On Blu-Ray and DVD tomorrow, DC's latest animated movie adapts the 2011 "Flashpoint" comic book story arc which led to the creation of "The New 52". Is Justice League: The Flashpoint Paradox yet another winner for DC Entertainment? Find out in my spoiler-free take on the feature.

Cast: Justin Chambers, Kevin McKidd, Michael B. Jordan, C. Thomas Howell, Cary Elwes, Vanessa Marshall, Nathan Fillion, Kevin Conroy
Director: Jay Oliva
Running Time: 1 hr. 15 min.
Release Date: July 30th, 2013 (Home Video)

When time travel allows a past wrong to be righted for The Flash and his family, the ripples of the event prove disastrous as a fractured, alternate reality now exists where a Justice League never formed, and even Superman is nowhere to be found. Teaming with a grittier, more violent Dark Knight and Cyborg, Flash races to restore the continuity of his original timeline while this new world is ravaged by a fierce war between Wonder Woman's Amazons and Aquaman’s Atlanteans. With breath taking action and an all-star voice cast, it's a bold, emotional vision that will forever change the landscape of the DC Universe.

DC has been churning out one great animated movie after another for several years now. Generating much-loved features such as Justice League: Doom, Wonder Woman and the two-part adaptation of The Dark Knight Returns, fans are always anticipating the next project. Its latest direct-to-video release adapts the 2011 "Flashpoint" story arc, which led to the creation of the New 52 continuity. So, how does Justice League: The Flashpoint Paradox fair?

Having not read the comic book arc, I was very captivated by the world of the alternative timeline that The Flash winds up in. The dark, apocalyptic vibe created by the war between Aquaman and Wonder Woman helps in building the much-needed tension, and the score is very good. The animation itself is fine, but I wasn't big on certain character designs. Some were drawn as too muscular (such as Superman, Cyborg and Aquaman), while Wonder Woman's face is narrower than I'd expect. (The latter is nothing more than a minor nitpick.) However, Flash himself looks great, as do Professor Zoom, Batman and others.
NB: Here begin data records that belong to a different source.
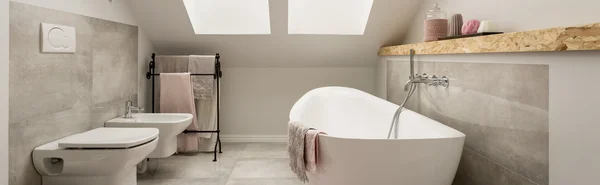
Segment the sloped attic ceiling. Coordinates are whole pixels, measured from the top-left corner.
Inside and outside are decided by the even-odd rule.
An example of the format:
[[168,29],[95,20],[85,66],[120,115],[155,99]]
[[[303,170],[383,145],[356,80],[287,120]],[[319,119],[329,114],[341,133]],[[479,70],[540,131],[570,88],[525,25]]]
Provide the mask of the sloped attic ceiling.
[[225,67],[372,66],[381,46],[399,44],[419,5],[375,0],[364,35],[291,35],[288,1],[270,0],[271,34],[196,35],[183,0],[130,0],[158,54],[220,53]]

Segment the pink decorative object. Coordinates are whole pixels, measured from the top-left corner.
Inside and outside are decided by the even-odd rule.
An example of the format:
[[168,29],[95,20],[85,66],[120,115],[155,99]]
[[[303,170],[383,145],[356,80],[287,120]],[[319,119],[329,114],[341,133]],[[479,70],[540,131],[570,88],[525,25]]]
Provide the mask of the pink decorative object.
[[448,19],[425,20],[425,42],[448,36]]
[[477,29],[479,29],[479,24],[481,23],[478,20],[469,20],[463,25],[461,33],[463,35],[475,34],[477,33]]
[[425,42],[436,41],[439,38],[448,36],[448,19],[446,12],[442,11],[438,4],[433,4],[433,8],[425,13]]

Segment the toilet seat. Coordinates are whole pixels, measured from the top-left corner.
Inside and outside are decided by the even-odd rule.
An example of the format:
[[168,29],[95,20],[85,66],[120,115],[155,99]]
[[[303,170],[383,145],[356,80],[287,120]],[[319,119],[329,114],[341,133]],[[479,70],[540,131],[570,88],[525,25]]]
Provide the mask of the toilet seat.
[[97,128],[36,147],[43,185],[135,185],[136,165],[160,140],[156,128]]
[[65,149],[126,149],[143,145],[158,137],[154,128],[97,128],[60,139]]

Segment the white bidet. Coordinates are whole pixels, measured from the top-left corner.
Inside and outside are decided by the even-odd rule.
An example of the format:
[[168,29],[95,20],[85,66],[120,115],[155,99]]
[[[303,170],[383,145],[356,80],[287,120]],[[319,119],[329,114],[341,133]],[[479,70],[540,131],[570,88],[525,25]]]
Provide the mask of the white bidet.
[[132,118],[114,118],[107,121],[105,127],[119,128],[157,128],[160,140],[156,149],[148,158],[165,158],[177,151],[177,135],[192,123],[192,114],[179,113],[138,113]]

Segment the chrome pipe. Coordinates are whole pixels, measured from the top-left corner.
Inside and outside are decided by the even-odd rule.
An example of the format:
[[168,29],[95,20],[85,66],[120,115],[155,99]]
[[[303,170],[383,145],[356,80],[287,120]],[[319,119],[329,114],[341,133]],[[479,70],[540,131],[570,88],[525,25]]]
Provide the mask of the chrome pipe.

The voice acting is solid, as expected. Justin Chambers is excellent as The Flash, giving Barry Allen the depth and characterization needed. Kevin McKidd is top notch as the Flashpoint Batman. Thomas Wayne's Caped Crusader is even more terrifying than Bruce's, but at the same time, he's just as deep character-wise. Michael B. Jordan (who's actually my top choice to play the character in live action) is perfect as Cyborg, making Victor Stone a more likable character in my eyes. C. Thomas Howell is great as the villainous Professor Zoom. Sam Daly is okay as Superman (but doesn't hold a candle to his father Tim or George Newbern), while Cary Elwes was decent as Aquaman. However, Vanessa Marshall delivers a great portrayal of Wonder Woman; I thought she was better here than in Justice League: Crisis On Two Earths. And who doesn't love Kevin Conroy as Bruce Wayne/Batman, Nathan Fillion as Green Lantern and Ron Perlman as Deathstroke?

Pacing/running time has been an occasional issue in DC's animated films, with some (such as Batman: Year One) feeling particularly rushed. However, The Flashpoint Paradox offers a perfect pace despite the expected 75 minute running time. I found the writing and storytelling to be tighter and better here as well. Without spoiling anything, a handful of scenes were so emotional that they made me tear up a bit (which rarely happens when I watch an animated movie), particularly the ending. On another note, this film definitely ups the ante when it comes to violence/bloodshed. It's obviously a darker film than DC's usual, but the amount of brutality is unexpectedly on par with Wonder Woman and even The Dark Knight Returns to a degree.

Overall, Justice League: The Flashpoint Paradox is yet another winner for DC. While not its greatest effort in the animation department, it does a mostly excellent job adapting an epic, mind-bending storyline. It's also great for The Flash to finally shine in the spotlight, with most of the Justice League acting more as supporting characters. Hopefully, future animated films will move away from Batman and Superman and focus more on other heroes. If you're a fan of DC animation or even DC characters in general, I highly recommend this one. Oh, and stay after the credits for another scene, which teases next year's Justice League: War.